When you work side by side with people, many different people and personalities are interacting, so conflicts inevitably arise:
- A talkative colleague interrupts you when you are trying to work.
- A teammate on a project isn’t pulling his or her own weight.
- A competitive colleague takes credit for your ideas.
- A person from whom you need information is unresponsive.
These examples present challenges in day-to-day relationships. Relationship management is a key skill to mitigate common workplace conflicts. Your mentors, especially your shepherd, can help you by forewarning you of colleagues who might be problematic and advising you how others have learned to work with those people. You might simply need to set boundaries and establish a working relationship for the future.
If a colleague interrupts your work, don’t continue the conversation. If you engage her in conversation, she might think you welcome her interruptions. Let her know you have a deadline and ask if you can come by at a set time. Make sure you schedule a time that is specific and limited. She will likely get the message—though it may take a few times—and stop interrupting you. You have set a boundary and a standard for how you wish to be treated.
If a colleague isn’t pulling his own weight, your strategy will depend on his seniority to you (if you are peers, it’s less complicated than if he’s senior), your working history, and whether you expect to be working together in the future. React more carefully if your lazy colleague is senior, in case he has more influence with your boss. If your working history has been good in the past, you might decide to give your colleague the benefit of the doubt or reach out and candidly offer your help. If you expect to be working together on an ongoing basis, it is more important that you first establish a good working relationship. Get help from your mentor on how to deal with the situation in a way that reflects the culture of the organization as well as the relationship and power dynamics.

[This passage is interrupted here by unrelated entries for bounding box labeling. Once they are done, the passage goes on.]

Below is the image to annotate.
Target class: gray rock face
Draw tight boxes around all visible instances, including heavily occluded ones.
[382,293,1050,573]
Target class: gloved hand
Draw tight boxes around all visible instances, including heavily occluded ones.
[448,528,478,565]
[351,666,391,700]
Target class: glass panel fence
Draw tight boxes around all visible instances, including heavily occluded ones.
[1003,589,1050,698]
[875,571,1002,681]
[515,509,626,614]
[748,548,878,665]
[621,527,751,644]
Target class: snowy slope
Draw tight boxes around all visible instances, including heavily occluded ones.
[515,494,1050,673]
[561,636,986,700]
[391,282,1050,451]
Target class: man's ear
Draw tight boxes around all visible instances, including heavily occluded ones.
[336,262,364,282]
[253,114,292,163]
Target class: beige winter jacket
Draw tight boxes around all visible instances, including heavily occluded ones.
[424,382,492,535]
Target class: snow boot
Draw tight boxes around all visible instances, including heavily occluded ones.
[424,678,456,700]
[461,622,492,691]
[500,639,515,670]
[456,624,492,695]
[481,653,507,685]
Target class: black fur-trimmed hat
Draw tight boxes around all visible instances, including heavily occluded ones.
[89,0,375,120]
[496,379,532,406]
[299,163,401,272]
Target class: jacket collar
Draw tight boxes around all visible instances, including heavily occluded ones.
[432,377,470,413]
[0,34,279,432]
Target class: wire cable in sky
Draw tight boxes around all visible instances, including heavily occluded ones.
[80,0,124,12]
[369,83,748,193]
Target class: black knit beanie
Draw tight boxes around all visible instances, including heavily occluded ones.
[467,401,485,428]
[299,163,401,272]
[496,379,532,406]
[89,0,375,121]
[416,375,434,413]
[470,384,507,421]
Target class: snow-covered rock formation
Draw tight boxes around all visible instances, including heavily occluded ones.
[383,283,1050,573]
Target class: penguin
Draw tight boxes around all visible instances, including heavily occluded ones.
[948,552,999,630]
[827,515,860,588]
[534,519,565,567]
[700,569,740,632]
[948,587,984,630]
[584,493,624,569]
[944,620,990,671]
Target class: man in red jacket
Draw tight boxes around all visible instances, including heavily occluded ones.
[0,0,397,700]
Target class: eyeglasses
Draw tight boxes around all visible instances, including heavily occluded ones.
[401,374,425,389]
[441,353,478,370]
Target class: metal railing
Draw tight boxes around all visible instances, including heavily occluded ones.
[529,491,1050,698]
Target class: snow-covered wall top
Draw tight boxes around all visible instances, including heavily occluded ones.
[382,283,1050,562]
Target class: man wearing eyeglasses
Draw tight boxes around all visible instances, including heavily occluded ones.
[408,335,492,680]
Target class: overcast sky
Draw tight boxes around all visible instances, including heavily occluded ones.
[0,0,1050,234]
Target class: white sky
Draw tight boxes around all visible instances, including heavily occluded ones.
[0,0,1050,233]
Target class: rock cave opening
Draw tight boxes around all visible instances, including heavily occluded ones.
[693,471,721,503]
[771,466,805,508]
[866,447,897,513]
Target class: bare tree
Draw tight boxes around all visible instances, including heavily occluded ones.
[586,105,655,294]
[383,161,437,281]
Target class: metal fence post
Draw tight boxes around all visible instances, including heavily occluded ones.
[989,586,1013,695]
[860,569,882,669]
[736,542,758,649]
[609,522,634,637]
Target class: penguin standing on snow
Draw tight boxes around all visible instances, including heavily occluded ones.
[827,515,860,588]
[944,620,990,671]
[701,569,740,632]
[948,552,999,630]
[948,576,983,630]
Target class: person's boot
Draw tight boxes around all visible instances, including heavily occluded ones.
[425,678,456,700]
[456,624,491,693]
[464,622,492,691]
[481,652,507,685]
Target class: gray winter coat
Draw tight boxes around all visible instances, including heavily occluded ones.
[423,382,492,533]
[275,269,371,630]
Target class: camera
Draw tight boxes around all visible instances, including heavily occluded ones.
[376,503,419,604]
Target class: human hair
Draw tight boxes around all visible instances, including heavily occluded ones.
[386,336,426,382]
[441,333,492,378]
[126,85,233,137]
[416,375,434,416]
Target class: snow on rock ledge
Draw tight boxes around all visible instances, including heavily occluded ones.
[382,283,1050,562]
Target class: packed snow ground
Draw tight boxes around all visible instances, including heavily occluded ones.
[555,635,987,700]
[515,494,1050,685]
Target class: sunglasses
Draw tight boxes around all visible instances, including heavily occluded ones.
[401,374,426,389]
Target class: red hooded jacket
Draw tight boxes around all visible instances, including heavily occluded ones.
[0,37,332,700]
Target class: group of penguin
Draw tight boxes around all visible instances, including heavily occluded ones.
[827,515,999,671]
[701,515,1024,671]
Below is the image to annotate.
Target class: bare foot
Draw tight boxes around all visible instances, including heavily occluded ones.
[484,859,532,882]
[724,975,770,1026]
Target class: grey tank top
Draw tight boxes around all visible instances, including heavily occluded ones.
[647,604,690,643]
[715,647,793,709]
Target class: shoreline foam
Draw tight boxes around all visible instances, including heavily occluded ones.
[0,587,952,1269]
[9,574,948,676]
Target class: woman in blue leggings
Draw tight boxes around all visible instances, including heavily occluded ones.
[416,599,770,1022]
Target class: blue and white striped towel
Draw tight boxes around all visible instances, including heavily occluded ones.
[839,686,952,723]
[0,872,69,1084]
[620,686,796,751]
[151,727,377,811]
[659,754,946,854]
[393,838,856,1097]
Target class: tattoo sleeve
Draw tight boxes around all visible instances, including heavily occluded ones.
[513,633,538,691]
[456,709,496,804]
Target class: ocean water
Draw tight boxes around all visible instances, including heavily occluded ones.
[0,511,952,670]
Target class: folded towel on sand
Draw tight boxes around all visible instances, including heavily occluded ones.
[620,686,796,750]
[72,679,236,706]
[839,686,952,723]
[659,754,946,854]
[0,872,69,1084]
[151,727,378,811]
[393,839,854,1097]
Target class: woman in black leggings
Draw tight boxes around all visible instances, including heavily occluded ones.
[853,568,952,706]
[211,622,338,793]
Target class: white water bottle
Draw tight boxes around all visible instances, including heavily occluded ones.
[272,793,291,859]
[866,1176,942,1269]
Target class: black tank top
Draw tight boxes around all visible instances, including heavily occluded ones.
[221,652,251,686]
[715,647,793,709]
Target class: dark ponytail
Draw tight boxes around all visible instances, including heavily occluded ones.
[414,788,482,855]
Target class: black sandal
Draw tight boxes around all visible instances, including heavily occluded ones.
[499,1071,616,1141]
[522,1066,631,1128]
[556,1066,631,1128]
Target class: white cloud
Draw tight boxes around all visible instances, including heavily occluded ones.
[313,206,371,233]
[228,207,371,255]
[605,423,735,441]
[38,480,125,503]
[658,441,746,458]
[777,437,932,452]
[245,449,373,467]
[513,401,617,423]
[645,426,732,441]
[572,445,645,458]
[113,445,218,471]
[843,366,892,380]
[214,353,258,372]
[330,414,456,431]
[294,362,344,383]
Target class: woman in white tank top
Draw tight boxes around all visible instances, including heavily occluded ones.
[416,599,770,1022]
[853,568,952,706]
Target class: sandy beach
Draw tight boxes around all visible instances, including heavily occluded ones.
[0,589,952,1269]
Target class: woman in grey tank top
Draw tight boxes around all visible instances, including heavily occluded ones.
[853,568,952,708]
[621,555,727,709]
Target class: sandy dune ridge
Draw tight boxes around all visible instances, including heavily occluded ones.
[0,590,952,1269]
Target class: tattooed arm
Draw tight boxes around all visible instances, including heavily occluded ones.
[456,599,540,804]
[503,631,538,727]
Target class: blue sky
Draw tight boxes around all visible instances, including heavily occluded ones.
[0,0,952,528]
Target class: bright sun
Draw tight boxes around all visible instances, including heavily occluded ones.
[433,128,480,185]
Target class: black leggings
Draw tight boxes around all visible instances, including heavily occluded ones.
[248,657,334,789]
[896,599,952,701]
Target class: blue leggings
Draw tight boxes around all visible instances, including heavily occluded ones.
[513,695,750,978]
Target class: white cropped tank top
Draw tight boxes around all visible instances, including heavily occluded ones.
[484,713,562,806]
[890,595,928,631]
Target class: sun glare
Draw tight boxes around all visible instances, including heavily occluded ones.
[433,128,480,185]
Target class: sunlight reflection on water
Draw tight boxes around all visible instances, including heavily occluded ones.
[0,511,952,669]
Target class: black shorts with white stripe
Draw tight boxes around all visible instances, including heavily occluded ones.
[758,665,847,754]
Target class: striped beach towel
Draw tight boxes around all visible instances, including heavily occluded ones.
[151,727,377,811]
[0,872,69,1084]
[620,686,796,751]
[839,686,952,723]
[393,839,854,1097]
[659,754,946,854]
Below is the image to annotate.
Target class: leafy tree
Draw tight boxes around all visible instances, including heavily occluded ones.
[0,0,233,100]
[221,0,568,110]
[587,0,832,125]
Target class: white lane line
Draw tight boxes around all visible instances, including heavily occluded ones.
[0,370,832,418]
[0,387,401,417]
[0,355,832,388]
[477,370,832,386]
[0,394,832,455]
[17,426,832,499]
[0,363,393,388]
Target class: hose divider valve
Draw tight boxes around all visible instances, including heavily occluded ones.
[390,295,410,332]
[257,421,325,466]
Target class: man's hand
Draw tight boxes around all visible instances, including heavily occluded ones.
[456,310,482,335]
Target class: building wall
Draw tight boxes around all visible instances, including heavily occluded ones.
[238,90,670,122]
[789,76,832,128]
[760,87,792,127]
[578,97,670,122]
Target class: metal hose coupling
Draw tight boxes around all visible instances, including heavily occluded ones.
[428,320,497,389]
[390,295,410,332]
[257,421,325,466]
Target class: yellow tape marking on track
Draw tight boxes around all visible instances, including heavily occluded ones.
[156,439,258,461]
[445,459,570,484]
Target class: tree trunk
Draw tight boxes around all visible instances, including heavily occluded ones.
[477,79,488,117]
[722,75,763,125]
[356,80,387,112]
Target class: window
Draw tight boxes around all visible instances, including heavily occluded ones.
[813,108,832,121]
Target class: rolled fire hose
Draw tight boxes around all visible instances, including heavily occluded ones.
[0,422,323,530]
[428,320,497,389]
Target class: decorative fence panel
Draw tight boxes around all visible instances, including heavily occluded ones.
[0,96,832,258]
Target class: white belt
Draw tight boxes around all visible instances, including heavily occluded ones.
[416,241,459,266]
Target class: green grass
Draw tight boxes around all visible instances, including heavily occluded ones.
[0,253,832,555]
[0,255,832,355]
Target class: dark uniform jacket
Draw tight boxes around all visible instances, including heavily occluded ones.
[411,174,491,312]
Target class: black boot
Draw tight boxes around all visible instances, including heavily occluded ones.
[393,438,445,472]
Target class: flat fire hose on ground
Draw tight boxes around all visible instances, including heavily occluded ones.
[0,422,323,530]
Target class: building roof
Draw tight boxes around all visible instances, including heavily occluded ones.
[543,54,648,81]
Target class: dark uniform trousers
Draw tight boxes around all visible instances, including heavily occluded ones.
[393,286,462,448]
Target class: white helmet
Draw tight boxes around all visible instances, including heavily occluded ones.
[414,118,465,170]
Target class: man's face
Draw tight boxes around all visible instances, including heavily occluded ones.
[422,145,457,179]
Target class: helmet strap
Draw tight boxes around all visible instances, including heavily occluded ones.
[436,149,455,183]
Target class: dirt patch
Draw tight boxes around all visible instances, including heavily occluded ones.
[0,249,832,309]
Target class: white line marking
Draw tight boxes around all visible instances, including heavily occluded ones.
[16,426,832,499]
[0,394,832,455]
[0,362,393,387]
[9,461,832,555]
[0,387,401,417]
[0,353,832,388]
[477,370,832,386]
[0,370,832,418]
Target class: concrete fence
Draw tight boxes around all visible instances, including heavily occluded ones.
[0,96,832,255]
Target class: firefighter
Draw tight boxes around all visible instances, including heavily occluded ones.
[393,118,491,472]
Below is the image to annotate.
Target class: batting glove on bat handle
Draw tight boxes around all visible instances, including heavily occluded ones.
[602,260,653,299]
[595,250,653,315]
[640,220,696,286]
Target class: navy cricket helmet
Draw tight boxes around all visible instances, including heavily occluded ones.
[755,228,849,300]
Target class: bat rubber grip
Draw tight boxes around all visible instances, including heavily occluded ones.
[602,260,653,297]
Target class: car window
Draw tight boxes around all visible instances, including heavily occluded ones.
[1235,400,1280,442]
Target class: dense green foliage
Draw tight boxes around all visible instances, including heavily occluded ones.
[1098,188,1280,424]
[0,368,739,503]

If a competitive colleague takes credit for your idea, make sure you document your ideas and speak up so that she is unable to do this. She might not realize it’s your idea and is merely repeating what she heard.
She might do this intentionally, but once you stand up for yourself, she’ll move on to others. This underscores how important it is to have regular updates with your boss where you can let him or her know firsthand what you are contributing.
If a colleague is unresponsive, recognize that there will be many situations where you have to influence people to help you, even when it is someone over whom you have no direct authority. This is a great skill to learn. The causes as to why someone may be unresponsive differ widely, but you can help the situation by making clear requests with specific deadlines. People are busy, and if you don’t get what you need, rather than assume someone is deliberately being unhelpful, be clear and help people help you.
These are just some examples of workplace conflicts, but others will occur because your work environment combines many different personalities, roles, and cultures. Good communication and relationship-management skills will help you tremendously. If you have mentors who can provide a sounding board, as well as the cultural and historical context for people’s behaviors, that will help tailor your good foundational skills to your current environment.